RuvA2_KaP complex II binding stability and RuvA2_KaPB HJ and fork processing in vivo. A, C, and E, error bars represent S.D. B and D, error bars indicate the minimum and maximum values. A, RuvA2_KaP was tested for rescue of conjugation ability of the E. coli strain JJC3207 (ruvA100 recG). RuvA2_KaP was expressed from a pGB2 plasmid alone (pGB-ruvA2_KaP) or in combination with RuvB (pGB-ruvA2_KaPB). The log₁₀ survival of conjugates/cfu was plotted as a bar graph. B, ability of RuvA2_KaP to rescue UV sensitivity in a JJC2971 (ruvA100::cat) E. coli strain was tested. JJC291 was transformed with pGB2, pGB-ruvA, pGB-ruvA2_KaP, or pGB-ruvA2_KaPB. The ratio of colony-forming units of treated versus untreated cells was calculated to derive log₁₀ survival ratio.
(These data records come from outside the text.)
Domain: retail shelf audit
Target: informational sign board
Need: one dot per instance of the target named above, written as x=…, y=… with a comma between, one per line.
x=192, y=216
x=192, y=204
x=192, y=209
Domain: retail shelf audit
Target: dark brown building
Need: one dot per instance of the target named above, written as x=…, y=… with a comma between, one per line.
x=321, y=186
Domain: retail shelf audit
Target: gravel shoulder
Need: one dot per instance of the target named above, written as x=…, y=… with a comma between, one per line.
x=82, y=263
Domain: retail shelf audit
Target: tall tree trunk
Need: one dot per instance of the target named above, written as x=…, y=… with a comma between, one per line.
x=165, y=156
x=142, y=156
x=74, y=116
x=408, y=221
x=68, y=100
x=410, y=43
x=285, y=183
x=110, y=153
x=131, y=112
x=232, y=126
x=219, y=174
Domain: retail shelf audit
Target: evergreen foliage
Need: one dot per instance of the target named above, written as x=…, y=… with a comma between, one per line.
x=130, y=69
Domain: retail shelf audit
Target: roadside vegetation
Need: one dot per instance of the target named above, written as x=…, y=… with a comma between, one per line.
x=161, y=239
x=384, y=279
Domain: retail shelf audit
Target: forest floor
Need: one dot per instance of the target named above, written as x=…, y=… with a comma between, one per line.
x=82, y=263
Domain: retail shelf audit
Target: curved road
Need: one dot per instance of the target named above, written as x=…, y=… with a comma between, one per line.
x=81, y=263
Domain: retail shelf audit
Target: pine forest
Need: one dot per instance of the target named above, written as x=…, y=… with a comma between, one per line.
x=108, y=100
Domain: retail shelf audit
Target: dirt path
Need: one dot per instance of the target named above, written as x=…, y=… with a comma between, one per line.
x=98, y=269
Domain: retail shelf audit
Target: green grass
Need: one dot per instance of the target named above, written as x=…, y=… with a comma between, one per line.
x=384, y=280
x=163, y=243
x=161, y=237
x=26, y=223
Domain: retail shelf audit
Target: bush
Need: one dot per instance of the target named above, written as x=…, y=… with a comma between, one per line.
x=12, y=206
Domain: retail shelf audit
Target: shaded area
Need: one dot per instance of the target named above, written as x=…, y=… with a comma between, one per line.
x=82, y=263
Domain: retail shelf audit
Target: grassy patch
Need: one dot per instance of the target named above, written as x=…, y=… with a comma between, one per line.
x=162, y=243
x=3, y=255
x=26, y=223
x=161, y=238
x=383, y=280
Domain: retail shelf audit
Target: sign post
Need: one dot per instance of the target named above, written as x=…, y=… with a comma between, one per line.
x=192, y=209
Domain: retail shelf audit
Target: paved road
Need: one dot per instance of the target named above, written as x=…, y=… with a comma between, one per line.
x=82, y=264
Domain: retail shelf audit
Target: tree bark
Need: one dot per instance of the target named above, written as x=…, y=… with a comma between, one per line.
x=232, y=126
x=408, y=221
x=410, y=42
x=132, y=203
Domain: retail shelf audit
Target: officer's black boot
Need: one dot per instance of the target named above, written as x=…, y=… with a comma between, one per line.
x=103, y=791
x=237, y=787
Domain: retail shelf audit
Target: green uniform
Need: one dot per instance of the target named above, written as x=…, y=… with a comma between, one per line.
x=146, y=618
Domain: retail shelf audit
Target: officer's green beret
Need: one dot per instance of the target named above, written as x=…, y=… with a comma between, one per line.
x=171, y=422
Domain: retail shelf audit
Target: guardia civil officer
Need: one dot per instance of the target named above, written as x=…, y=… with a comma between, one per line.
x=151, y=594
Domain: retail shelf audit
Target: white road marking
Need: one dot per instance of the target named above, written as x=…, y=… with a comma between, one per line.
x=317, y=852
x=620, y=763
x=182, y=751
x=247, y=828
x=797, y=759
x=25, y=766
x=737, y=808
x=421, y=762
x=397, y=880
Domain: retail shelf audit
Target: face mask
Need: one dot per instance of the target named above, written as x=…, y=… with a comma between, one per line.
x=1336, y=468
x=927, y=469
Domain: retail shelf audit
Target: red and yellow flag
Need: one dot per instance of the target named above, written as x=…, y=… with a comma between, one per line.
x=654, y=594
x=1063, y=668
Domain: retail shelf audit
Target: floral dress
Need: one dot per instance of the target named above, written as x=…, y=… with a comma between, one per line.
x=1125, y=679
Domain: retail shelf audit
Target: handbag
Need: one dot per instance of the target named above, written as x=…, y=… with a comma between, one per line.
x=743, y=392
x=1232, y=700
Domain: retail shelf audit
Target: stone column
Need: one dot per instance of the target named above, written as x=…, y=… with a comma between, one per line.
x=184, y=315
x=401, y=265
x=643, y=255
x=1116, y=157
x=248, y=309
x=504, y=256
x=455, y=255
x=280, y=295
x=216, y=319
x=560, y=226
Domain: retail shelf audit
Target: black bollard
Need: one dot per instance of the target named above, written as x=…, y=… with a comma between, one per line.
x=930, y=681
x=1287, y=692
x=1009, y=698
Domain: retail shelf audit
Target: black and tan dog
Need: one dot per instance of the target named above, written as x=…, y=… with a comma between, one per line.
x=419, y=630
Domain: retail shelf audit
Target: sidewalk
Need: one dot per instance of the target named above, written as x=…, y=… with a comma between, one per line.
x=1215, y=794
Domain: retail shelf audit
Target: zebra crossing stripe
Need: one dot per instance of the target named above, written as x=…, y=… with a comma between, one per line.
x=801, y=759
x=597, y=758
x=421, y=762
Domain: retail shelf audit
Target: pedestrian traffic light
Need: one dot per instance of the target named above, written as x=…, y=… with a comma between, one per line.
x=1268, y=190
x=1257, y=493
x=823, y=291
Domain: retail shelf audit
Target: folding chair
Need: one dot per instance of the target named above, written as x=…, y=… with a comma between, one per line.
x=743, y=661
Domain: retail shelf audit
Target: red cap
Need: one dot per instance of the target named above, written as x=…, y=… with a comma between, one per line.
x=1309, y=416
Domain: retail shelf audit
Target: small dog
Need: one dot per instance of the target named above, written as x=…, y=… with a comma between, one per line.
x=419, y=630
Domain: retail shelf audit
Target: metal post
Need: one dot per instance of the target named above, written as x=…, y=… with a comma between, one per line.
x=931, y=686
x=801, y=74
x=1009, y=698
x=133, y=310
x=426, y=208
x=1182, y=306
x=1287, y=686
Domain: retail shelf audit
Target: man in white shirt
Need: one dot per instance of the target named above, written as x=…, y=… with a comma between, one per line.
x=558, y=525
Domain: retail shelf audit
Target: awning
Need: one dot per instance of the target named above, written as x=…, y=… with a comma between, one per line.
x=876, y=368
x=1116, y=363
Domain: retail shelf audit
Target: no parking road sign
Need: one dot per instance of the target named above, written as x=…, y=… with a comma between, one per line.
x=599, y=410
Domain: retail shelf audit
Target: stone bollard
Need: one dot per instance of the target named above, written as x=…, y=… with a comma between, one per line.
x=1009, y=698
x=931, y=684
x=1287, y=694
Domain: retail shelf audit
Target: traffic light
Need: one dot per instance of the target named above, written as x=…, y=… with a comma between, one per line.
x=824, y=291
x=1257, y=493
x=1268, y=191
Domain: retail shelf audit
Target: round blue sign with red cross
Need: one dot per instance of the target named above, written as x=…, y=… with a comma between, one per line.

C, JJC2971 cells were transformed with pGB2, pGB-ruvA, pGB-ruvA2_KaP, and pGB-ruvA2_KaPB and incubated with 2 μg·ml⁻¹ of mitomycin C for 90 min. The ratio of colony-forming units of treated versus untreated cells was calculated to derive log₁₀ survival ratio. D, RusA cleavage in vivo. JJC2761 (ΔruvABC rus-1) E. coli cells were transformed with pGB2, pGB-ruvA, pGB-ruvA2_KaP, or pGB-ruvA2_KaPB and exposed to UV radiation. The experiments were quantified, and the data were used to generate a graph of the log₁₀ survival ratio of the transformants as a function of the dose of UV (J/m²). E, processing of synthetic forks by RuvA2_KaP in vivo. An E. coli strain, JJC3723 (dnaEts recBCts ruvA100), was transformed with pGB2, pGB-ruvA, pGB-ruvA2_KaP, or pGB-ruvA2_KaPB. The cells were grown at 30 °C and then shifted to 42 °C for 3 h, after which fork reversal was assessed by the amount of double strand breaks generated, which was measured by the amount of linear chromosomal DNA entering a pulse field gel. The experiments were quantified and used to generate a histogram of the percentage of linear DNA for each strain.